Il supermercato sarà realizzato nell’area nord in una zona molto vicina al quartiere Borsacchio Torna in ballo anche il progetto di costruire un sottopasso in corrispondenza della rotonda
ROSETO. I lavori per la realizzazione del nuovo supermercato Conad a Roseto nord inizieranno tra giugno e luglio e per l’avvio della stagione estiva 2024 dovrebbe essere pronto. Dopo l’approvazione in consiglio comunale della variante parziale al Prg vigente per il nuovo supermercato, gli uffici stanno preparando tutti gli atti burocratici necessari per l’avvio definitivo dei lavori, un intervento necessario per una zona dove i servizi mancano.

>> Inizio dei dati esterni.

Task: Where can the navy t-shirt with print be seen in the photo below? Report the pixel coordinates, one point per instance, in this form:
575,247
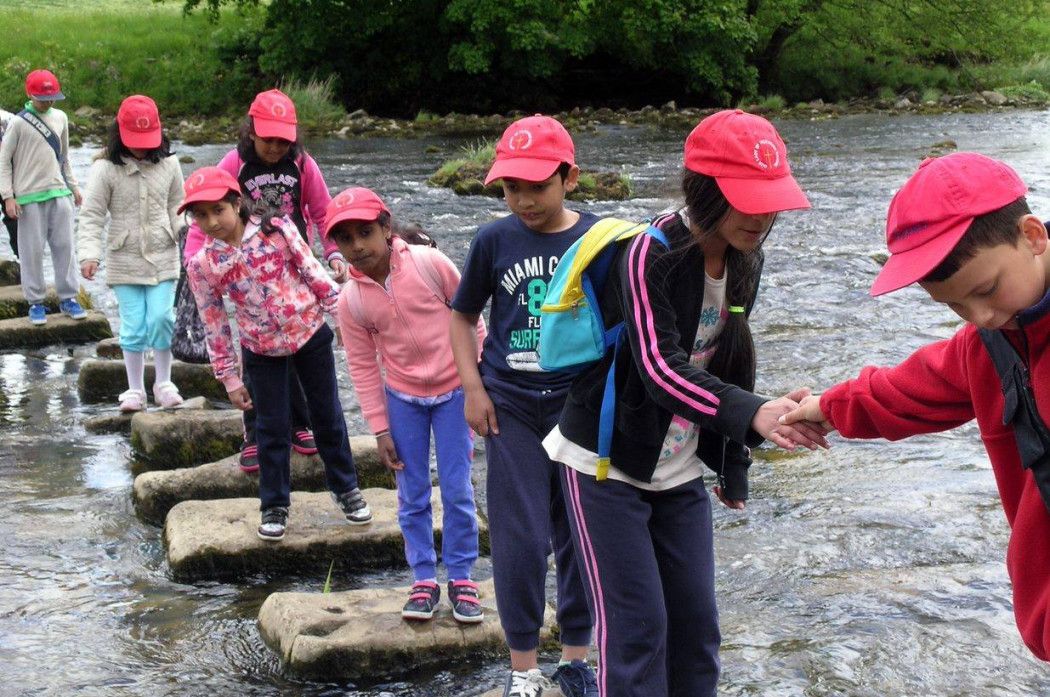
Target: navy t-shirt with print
512,265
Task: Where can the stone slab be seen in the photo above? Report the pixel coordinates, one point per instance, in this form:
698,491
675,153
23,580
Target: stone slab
103,380
207,540
18,333
155,492
359,634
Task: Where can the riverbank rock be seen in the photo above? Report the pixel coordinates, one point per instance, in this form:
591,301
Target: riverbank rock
103,380
167,439
18,333
218,540
359,634
155,492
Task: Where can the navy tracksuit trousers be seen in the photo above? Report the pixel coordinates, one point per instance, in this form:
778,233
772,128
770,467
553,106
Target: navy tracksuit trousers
649,562
527,518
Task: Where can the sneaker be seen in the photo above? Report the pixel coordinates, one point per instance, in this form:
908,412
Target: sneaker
422,600
249,458
354,507
38,314
526,683
70,308
576,679
302,441
273,523
132,400
466,607
166,395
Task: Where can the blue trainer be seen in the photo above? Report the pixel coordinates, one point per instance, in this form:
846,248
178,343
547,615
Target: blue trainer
576,679
70,308
38,314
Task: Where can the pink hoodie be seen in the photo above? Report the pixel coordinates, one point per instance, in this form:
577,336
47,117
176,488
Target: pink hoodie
314,198
406,333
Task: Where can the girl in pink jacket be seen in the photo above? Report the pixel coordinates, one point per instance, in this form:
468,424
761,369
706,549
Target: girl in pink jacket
394,317
279,292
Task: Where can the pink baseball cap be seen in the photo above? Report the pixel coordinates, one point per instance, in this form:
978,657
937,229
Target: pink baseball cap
44,86
139,123
273,115
531,148
933,210
747,156
354,204
208,184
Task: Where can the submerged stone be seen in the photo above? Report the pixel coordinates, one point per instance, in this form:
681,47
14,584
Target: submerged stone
104,380
218,540
360,634
155,492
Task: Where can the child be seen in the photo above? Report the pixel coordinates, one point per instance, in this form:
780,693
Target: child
684,378
138,183
394,320
39,190
273,168
279,291
962,229
512,403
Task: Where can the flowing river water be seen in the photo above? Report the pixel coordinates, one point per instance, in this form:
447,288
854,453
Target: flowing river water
870,569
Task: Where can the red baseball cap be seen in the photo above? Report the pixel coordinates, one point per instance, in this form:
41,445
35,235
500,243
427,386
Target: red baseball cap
273,115
531,149
933,210
44,86
354,204
139,123
208,184
747,156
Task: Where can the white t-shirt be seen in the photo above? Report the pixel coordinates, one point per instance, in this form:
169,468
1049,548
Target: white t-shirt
677,462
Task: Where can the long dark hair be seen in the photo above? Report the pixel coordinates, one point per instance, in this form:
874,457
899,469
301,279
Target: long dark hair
116,150
734,359
246,148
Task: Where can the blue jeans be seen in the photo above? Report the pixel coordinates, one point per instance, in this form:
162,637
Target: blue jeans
315,364
411,425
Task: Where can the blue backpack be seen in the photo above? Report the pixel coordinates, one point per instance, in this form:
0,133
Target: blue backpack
573,335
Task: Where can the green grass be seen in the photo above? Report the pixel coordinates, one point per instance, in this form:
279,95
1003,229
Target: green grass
104,50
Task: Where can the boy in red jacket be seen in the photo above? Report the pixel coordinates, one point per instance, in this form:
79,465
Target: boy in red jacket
962,229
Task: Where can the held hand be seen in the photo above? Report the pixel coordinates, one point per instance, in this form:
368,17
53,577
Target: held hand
480,413
768,425
387,453
240,399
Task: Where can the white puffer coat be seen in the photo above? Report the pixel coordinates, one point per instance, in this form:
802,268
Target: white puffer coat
142,199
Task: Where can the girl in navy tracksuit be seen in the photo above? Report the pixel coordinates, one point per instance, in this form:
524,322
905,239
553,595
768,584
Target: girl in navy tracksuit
684,380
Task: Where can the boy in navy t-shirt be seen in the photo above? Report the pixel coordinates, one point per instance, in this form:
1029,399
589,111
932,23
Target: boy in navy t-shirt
513,403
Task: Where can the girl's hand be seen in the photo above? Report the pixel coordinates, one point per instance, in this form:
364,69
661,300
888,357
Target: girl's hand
387,453
240,399
480,413
767,423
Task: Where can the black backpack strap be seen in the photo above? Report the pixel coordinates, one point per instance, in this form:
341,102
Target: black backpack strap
1019,408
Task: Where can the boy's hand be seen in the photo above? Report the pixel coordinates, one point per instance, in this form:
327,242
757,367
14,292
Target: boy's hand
809,409
480,413
240,399
387,453
767,423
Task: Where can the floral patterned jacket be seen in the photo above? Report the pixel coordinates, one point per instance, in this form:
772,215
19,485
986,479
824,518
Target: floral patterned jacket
278,289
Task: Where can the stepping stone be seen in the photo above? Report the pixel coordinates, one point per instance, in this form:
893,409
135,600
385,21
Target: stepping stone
155,492
103,380
208,540
120,422
166,439
18,333
359,634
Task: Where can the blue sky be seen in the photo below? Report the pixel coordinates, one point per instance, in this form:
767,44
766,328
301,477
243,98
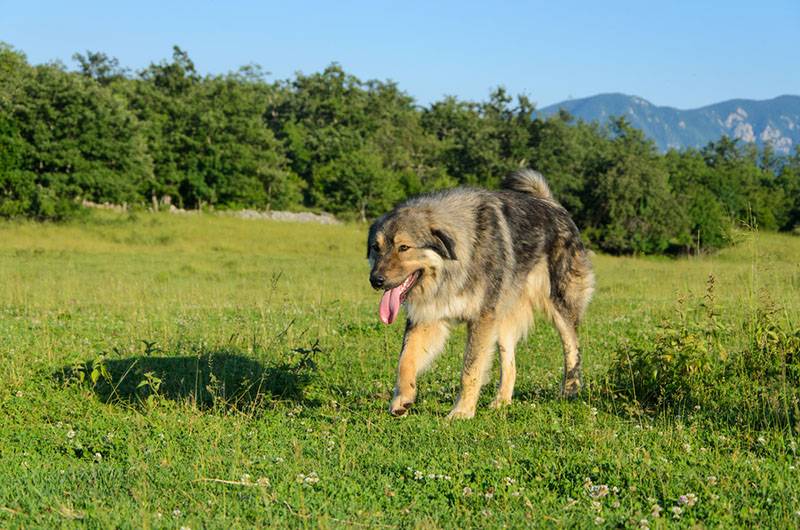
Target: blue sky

Il progetto del nuovo Conad presentato dalla società Brick srl rientra nei Puc, i programmi urbani complessi, e il Comune otterrà delle risorse, 400mila euro monetizzati e 250mila come plusvalenze per opere utili alla collettività, perché i parcheggi che si andranno a realizzare saranno tutti a servizio del supermercato, e non sono previsti stalli a uso pubblico. Sui 5mila metri quadrati totali il 40 per cento, ossia 2mila metri quadrati, sarà destinato al supermercato mentre il restante sarà adibito a parcheggi. Questa attività commerciale rappresenta un servizio in più in quella zona, molto vicina al quartiere Borsacchio, dove sono state costruite negli ultimi 15 anni diverse palazzine e la densità abitativa è aumentata notevolmente, ma non si è mai pensato a servizi o zone commerciali. Negli ultimi mesi ha aperto una farmacia in prossimità della rotonda sulla statale 16, ma è ancora troppo poco. Da tempo poi si parla di un sottopasso, da realizzare in corrispondenza della rotonda per permettere ad auto, ciclisti e pedoni di accedere dalla statale 16 al lungomare senza raggiungere necessariamente il sottopasso di via Palermo. Inoltre un sottopasso molto alto permetterebbe il transito anche a pullman e camper. Molti cittadini, a piedi, devono arrivare al sottopasso di via Palermo per accedere al mare e i bus, provenienti da nord, attualmente devono arrivare addirittura in via Emilia per raggiungere poi viale Makarska. Nell’ultimo consiglio comunale, però, si è parlato anche di un cavalcavia da realizzare in alternativa al sottopasso, ma attualmente le risorse per realizzare questo intervento non ci sono.